La dernière modélisation en date concerne le Mont St Helens. Des scientifiques américains ont entré dans leurs ordinateurs tous les paramètres possibles de l’éruption de 1980 et ils ont établi une carte en 3 dimensions qui devrait permettre de mieux comprendre la dynamique de tels événements et de localiser le trajet de coulées pyroclastiques dévastatrices sur d’autres volcans de la planète.
Le travail des scientifiques américains a commencé il y a cinq ans. Ils ont pris en compte la masse, la vitesse, l’énergie thermique des gaz ainsi que les propriétés des particules solides. Après avoir observé les résultats avec les observations sur le terrain, ils ont été satisfaits du résultat. Ils ont fait remarquer que « la topographie autour du volcan et l’énergie des coulées pyroclastiques étaient les facteurs les plus importants dans la détermination de la trajectoires de ces coulées ».

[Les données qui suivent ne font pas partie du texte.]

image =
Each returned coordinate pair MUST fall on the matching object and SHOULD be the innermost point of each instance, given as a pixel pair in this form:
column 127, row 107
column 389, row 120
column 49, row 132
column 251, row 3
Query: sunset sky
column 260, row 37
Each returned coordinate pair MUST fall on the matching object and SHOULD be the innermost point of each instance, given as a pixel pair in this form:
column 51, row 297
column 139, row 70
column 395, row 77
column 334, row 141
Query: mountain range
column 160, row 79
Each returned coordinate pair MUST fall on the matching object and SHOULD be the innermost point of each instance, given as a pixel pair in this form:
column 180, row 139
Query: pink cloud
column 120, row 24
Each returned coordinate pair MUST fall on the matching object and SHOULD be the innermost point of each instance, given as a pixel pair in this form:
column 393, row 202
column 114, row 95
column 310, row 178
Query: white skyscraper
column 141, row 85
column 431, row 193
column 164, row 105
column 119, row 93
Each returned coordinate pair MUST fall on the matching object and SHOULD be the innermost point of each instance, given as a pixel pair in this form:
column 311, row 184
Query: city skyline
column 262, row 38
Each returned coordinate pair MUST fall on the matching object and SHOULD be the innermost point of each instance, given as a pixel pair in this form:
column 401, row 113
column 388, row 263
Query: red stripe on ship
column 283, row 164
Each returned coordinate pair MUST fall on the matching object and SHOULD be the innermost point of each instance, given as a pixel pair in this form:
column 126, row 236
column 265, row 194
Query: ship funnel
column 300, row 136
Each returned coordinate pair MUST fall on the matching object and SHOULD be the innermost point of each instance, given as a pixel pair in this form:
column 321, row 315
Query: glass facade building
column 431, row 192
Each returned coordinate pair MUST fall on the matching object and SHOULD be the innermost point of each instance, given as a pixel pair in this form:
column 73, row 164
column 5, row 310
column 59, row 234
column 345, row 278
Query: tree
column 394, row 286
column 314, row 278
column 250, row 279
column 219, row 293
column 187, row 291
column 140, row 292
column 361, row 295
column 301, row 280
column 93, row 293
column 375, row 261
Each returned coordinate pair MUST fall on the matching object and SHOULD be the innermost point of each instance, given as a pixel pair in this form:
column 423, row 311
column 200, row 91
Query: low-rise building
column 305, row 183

La modélisation mise au point par les Américains est déjà en train d’être appliquée sur le volcan de Soufriere Hills à Montserrat.
Je pense personnellement que ce travail de modélisation est intéressant. Le problème, c’est que modélisation et simulation sont des sciences exactes. La Nature est beaucoup plus capricieuse. Même si l’on a en main les cartes avec la trajectoire possible des nuées ardentes sur des volcans comme le Mont St Helens, le Mont Rainier, le Mont Hood ou le Mont Shasta – pour ne citer que quelques uns des volcans de la Chaîne des Cascades – rien ne dit que les prochaines éruptions se dérouleront selon un schéma pré-établi !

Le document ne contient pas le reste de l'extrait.